Agnes Pringle’s (1853-1954) The Flight of Antony and Cleopatra from the Battle of Actium (an 1897 oil on canvas) depicts the aftermath of the battle, with Antony and Cleopatra fleeing by boat following their defeat. The Laing Gallery’s curators rather patronisingly observe that:

'Cleopatra's pale-skinned appearance contrasts with that of the rowers, who Pringle assumed would have been enslaved people. Her imagining of the event does not fully consider or acknowledge the human suffering caused by slavery.

'…Agnes Pringle seems to have mistakenly assumed that the rowers would have been enslaved people, and shows an overseer with a whip. Victorian artists sometimes had a romanticised view of the past and did not fully acknowledge the suffering of servitude and slavery.

'…Paintings that depict enslaved people can be troubling and challenging to look at.
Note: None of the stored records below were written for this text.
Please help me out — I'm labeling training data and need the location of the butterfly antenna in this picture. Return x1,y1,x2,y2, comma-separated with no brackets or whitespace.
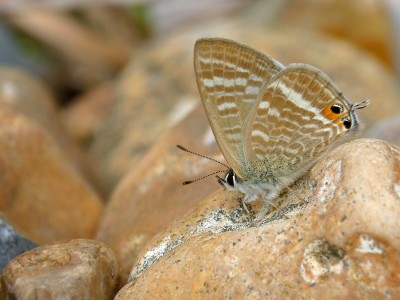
176,145,229,169
182,170,226,185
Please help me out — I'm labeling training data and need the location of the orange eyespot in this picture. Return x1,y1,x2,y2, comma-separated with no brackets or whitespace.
331,103,343,115
342,118,351,129
322,103,343,121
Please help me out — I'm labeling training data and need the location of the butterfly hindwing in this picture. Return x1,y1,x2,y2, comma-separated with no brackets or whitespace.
194,39,283,176
246,64,357,181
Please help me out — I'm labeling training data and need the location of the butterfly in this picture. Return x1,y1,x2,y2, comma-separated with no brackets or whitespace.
194,38,370,211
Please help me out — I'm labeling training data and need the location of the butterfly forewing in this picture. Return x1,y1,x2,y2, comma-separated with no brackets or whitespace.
194,39,283,176
246,64,356,180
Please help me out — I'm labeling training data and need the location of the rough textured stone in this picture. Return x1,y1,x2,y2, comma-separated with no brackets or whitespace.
116,139,400,299
97,107,222,282
2,240,119,299
90,21,400,192
0,108,103,244
0,215,37,273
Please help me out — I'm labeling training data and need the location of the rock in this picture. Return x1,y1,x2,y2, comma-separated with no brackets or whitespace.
275,0,398,70
97,106,222,282
90,20,400,193
116,139,400,299
0,107,103,244
365,116,400,146
0,215,37,273
61,82,114,148
2,239,119,299
0,66,98,192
What role should they play in a public museum like the Laing? We hope that this picture will prompt discussion and reflection about slavery.'

It was nineteenth-century Britain which led the world in the destruction of transatlantic slavery, as well as in East Africa and elsewhere. In contrast, courtesy of people smugglers and ill-policed immigration, there are more enslaved people operating in Britain than there has been for half a millennium (up to 130,000). I think that Miss Pringle and her generation have more of which to be proud than our smug, twenty-first century liberals who patronise the past but cannot see the hypocrisy and immorality at the end of their own noses.